A report from Lime suggests that many UK workers are experiencing a serious deterioration in their mental wellbeing, and the trauma of the Covid-19 pandemic has left us less resilient than before.
And lots of us feel like we have to hide away those feelings and pretend everything is going swimmingly.
The research found that over half (51%) of UK workers agree that they feel under pressure to put on a brave face in front of their colleagues, despite over a quarter (26%) feeling like they’re not coping at work and 34% saying they’re struggling to stay afloat in their non-work life, too.
A quarter of those asked said they’re worried about having to be the best version of themselves when they’re asked to return to the workplace, and one in five are concerned about their stress being visible to others.
Pleasanteeism can affect all of us, but young women, in particular, feel the pressure – 56% of women versus 45% of men feel like they have to put on a brave face at work, rising to 61% for women aged 16 to 24.
So, are you experiencing pleasanteeism? See how many of these points you’re nodding your head to…
- Have you ever gone into work despite knowing you’re not in the right mental state to get stuff done?
- Do you feel like crying at work is shameful?
- Do you always answer ‘how are you?’ with ‘great!’, even when you’re feeling awful?
- Have you ever avoided raising an issue because you don’t want to seem ‘difficult’?
- Do you agree to take on extra work when you’re already overwhelmed?
- Does it feel impossible to say ‘no’ or to ask for help?
- Do you feel pressured to pretend you’re not struggling mentally?
- Do you feel like you have to hide your true self or put on an act?
If you’re relating hard, you might be falling into the pleasanteeism trap – but don’t blame yourself.
It can be incredibly difficult to break out of cultural conventions that have become the ‘norm’, whether that’s the idea that experiencing emotions is ‘unprofessional’ or the portrayal of taking sick days as a ‘weakness’.
And if your workplace upholds pleasanteeism, it’s tricky to go against the grain – especially if you fear being seen unprofessional, overly emotional, difficult to work with, or as the stereotype of the ‘angry Black woman’.
Yes, you can start to gently chip away at the trend by speaking more openly about mental ill health, taking time off when needed, and asking for support, but much of the change needs to come from the top.
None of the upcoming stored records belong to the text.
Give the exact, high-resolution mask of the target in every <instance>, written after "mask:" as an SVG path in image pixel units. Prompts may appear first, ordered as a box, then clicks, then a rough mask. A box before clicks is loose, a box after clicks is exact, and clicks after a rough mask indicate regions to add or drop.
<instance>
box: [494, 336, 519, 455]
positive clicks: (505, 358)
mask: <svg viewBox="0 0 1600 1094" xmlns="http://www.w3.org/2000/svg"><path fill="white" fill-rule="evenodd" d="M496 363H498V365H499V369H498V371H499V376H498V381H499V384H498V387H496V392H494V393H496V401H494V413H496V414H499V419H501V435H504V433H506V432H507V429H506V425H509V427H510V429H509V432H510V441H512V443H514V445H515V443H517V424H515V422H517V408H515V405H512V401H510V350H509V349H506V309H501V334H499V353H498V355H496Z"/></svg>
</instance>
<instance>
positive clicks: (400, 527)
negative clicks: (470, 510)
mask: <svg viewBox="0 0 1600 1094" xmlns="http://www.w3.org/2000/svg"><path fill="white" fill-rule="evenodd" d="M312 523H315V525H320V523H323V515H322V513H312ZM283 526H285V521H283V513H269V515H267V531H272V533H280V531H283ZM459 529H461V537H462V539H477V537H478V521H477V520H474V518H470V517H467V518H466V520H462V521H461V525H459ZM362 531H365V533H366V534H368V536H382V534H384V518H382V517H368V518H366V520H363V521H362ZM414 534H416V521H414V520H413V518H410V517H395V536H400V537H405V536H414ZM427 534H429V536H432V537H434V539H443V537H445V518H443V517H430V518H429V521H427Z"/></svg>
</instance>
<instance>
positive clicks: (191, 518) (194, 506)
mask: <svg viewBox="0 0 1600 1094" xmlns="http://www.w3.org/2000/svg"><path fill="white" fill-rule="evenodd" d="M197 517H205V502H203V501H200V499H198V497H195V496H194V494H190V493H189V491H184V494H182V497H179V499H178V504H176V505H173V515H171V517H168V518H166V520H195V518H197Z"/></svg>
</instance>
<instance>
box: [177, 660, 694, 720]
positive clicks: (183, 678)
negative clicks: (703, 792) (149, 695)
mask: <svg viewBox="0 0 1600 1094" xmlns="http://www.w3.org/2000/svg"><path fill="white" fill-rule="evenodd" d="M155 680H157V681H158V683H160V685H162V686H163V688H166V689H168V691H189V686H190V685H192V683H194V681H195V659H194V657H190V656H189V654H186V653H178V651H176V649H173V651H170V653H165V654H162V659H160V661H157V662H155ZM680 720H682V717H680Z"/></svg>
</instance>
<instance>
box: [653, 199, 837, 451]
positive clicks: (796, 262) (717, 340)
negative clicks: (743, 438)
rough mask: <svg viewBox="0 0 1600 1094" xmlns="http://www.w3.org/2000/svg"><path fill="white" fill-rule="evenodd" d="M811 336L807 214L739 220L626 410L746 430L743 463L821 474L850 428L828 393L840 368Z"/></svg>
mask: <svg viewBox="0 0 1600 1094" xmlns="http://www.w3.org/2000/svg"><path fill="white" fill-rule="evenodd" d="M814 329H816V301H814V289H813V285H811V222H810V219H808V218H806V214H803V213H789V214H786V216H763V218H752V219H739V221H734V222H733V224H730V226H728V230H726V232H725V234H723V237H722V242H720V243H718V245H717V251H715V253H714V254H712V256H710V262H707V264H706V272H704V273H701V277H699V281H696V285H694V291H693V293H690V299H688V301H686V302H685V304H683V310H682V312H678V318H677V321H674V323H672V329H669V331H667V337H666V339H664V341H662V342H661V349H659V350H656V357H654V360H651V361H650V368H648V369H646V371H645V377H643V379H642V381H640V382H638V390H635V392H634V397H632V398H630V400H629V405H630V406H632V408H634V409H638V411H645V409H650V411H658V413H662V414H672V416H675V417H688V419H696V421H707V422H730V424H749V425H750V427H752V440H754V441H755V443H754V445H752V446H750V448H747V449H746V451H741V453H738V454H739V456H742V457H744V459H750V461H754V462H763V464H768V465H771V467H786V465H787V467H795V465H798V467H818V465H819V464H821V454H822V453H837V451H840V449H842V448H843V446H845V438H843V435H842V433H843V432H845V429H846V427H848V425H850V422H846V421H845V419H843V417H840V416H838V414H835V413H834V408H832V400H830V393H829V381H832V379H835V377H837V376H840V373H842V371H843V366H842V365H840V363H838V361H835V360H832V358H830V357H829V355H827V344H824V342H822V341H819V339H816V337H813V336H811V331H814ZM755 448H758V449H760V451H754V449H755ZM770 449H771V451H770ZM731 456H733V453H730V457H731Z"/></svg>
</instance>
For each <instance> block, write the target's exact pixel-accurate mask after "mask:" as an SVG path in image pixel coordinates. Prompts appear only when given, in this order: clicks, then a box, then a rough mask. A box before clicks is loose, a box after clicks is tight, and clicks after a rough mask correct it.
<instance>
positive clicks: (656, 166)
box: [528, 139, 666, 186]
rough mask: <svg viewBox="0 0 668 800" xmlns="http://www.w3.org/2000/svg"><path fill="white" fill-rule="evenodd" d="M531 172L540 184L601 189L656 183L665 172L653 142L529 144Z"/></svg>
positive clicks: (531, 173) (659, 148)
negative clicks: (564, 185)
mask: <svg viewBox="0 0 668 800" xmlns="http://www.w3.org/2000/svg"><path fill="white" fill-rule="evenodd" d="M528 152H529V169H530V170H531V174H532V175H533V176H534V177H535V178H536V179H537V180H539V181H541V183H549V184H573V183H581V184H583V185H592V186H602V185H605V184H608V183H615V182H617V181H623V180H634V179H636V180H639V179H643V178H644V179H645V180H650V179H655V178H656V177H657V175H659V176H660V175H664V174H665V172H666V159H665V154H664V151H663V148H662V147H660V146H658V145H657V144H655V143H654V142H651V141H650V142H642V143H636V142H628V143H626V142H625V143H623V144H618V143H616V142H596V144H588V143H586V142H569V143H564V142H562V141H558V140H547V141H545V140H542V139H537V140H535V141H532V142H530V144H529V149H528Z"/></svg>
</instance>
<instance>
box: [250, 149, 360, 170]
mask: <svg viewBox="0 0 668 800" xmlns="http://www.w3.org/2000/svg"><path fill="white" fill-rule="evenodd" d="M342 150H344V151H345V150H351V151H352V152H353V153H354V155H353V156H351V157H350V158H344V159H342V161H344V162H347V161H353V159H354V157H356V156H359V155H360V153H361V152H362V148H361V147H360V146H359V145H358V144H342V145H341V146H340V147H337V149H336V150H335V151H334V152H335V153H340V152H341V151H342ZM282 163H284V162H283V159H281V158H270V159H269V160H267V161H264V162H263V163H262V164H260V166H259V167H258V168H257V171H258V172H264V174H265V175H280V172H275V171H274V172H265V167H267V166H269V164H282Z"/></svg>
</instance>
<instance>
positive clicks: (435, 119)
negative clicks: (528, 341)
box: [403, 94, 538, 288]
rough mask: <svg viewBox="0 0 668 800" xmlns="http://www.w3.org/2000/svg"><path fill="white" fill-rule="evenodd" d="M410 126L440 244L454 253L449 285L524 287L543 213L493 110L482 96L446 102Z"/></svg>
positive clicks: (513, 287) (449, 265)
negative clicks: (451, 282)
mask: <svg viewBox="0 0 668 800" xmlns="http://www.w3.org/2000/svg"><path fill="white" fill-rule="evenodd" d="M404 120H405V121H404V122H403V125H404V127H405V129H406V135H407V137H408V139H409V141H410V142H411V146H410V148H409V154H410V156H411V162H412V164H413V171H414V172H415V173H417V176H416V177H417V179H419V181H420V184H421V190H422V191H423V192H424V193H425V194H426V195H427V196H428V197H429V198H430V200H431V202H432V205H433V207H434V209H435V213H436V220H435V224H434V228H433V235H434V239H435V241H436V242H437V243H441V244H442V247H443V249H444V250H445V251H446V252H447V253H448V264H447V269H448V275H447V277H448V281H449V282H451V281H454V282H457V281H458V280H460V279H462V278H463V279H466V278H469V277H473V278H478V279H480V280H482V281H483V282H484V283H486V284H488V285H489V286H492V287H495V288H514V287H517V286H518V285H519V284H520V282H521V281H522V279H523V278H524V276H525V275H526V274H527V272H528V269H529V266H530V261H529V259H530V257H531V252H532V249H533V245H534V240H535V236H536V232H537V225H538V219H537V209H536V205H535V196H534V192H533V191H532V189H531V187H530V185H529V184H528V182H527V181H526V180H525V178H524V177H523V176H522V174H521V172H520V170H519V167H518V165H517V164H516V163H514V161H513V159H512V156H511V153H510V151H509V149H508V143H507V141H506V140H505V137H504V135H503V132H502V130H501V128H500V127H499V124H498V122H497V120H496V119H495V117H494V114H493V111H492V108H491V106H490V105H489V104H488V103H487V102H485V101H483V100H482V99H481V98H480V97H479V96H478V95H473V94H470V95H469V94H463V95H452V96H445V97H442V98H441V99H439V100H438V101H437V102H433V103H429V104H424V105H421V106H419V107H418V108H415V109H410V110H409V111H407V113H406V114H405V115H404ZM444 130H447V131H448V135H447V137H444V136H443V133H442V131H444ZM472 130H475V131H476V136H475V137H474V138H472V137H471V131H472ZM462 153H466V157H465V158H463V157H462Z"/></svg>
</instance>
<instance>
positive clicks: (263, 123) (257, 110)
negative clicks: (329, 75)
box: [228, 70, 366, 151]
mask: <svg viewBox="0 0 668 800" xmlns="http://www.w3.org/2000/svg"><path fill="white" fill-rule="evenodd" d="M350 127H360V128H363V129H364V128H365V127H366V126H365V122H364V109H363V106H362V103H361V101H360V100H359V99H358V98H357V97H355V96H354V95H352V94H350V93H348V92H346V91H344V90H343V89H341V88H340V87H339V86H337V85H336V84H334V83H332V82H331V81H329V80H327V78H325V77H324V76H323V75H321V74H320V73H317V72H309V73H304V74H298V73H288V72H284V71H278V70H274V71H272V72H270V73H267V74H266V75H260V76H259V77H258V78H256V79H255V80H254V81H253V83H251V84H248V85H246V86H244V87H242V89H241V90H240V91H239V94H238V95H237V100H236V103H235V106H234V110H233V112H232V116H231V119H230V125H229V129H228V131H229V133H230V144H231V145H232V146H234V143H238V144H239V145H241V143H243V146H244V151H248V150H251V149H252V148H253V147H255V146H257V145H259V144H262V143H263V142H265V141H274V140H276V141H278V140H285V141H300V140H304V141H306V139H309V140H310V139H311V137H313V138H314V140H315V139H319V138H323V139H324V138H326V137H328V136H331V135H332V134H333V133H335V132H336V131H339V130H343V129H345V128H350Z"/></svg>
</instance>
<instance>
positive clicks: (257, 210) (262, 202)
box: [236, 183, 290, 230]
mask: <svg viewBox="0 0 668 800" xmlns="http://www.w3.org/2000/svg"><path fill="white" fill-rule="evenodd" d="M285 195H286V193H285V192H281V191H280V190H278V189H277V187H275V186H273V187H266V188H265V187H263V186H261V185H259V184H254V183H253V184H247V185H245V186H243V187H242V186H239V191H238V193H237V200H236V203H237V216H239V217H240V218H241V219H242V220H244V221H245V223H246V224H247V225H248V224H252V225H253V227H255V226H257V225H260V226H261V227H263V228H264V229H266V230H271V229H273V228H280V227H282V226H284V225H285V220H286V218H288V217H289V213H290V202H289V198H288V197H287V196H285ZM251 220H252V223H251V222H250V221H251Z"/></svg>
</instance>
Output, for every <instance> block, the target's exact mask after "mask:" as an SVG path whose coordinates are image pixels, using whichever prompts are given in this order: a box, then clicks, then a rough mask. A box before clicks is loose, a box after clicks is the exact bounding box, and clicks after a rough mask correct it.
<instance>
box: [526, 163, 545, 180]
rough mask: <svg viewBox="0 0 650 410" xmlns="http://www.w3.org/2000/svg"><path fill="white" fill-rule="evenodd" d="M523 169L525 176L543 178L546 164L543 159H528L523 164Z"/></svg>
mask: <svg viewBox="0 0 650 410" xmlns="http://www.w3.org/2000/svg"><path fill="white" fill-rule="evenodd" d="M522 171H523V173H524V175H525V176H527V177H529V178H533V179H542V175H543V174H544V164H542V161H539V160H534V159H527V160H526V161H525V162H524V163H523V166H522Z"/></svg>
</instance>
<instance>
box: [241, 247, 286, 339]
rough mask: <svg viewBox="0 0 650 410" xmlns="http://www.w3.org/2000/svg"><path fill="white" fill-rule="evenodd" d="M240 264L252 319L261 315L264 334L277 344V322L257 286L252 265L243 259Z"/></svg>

Currently, only 16% of respondents feel their mental health is very well supported at work, despite 81% wanting their employers to support their mental wellbeing.
Findings from the report suggested that workers would be keen for their workplaces to pick up simple initiatives to make a difference, such as being more mindful about workloads and work/life balance, offering greater flexibility in working hours, offering time out to deal with personal commitments, and allowing for mental health days off work.
Sheena McDermott, the acting head of leadership and management programmes at Be the Business, said: ‘Every company wants to talk about how supportive they are but that doesn’t mean the stigma around mental health has disappeared, or that individuals will be less concerned about exposing their own vulnerabilities.
‘It takes a lot more than a LinkedIn post about company culture to break down entrenched barriers. It takes real change.
‘If there’s one positive that came out of Covid-19, it’s that people are more in tune with themselves.
‘As we come out of the pandemic, businesses need to remember that we are a changed workforce, we are not the people that first went into our spare rooms to work from home 18 months ago. We are different and we have new expectations.’
Dr Ben Littlewood-Hillsdon, medical director at HealthHero, agrees, adding: ‘Organisations need to enforce a cultural shift from the top.
‘If you have a board member or CEO who is very open about mental health and resilience, it helps the rest of the company see that their commitment is authentic.
‘It offers them the opportunity to live and breathe those principles and helps people to open up.’